Some of the most striking works in the show involve artists exploring themes of death. In her single-channel video, The Class (2005),Thai artist Araya Rasdjarmrearnsook speaks to an audience of shrouded corpses about the different meanings of death and expectations of the afterlife. Bringing to mind Joseph Beuys’ renowned performance “How to Explain Pictures to a Dead Hare” (1965)—in which the artist talks to a dead hare about artworks in a gallery—The Class makes connections with the wider world of contemporary art, while also exploring traditional Asian beliefs surrounding the notion of death.
Jakkai Siributr presents Thai “spirit houses,” which are modeled after Buddhist shrines that shelter and appease celestial beings. In Karma Cash and Carry (2010–12) he has made a personal shrine to his ancestors, with embroidered portraits and offerings, highlighting the syncretism between the animistic beliefs of Theravada Buddhism and the crass materialism that has overtaken Thai popular culture.

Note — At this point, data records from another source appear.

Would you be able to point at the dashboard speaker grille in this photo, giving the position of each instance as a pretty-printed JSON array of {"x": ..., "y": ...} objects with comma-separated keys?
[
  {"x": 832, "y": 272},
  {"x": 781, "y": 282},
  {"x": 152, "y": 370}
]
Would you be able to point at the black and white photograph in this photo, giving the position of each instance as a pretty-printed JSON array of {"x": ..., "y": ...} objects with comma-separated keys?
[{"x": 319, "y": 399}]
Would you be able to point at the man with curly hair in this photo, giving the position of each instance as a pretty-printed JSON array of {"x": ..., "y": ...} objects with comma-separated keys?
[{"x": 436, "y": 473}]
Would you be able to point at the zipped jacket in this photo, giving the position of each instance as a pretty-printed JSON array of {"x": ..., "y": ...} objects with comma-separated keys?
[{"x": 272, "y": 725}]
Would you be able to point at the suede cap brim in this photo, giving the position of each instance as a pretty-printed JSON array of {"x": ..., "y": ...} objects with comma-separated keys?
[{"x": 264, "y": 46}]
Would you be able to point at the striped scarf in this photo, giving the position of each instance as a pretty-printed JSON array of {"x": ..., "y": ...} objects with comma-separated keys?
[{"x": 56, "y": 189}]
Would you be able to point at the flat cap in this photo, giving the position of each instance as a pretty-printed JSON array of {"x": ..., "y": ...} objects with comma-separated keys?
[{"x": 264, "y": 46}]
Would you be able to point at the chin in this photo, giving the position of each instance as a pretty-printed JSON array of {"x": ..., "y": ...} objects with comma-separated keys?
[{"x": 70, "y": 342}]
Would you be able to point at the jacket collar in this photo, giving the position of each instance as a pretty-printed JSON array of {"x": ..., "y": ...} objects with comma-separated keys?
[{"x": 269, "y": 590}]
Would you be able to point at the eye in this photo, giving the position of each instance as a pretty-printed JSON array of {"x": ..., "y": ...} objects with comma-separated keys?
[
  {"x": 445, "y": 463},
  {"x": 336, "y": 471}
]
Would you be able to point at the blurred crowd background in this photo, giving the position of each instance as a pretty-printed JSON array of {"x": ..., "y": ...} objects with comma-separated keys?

Fuyoko Matsui provides a stark counterpoint to the prevailing Japanese obsession with cuteness, investing her traditional nihonga painting technique with grotesque figures of ghosts, entrails and rotting corpses. Her work harkens back to the Kamakura period (1185–1333) in Japan, when depictions of spectral beings in paintings called “yurei-ga” represented the universally feared unknown. Her eight works are not merely imitative of their traditional counterparts, but also push the classical yurei-ga genre into uncanny new directions with visual references to Greek myths and Victorian literature.
Curator Mami Kataoka ponders in the exhibition catalog about our presence in the here and now as being “a speck of dust.” Asia, as we know it, was born from a very long progression of diverse cultures—which are constantly evolving, molded by outside forces and coalescing into neighboring nations—that maintain a fluid relationship with one another. While slightly too large and unwieldy for a single viewing, “Phantoms” features must-see works that connect past with present and offer inspiration for the future of Asian art.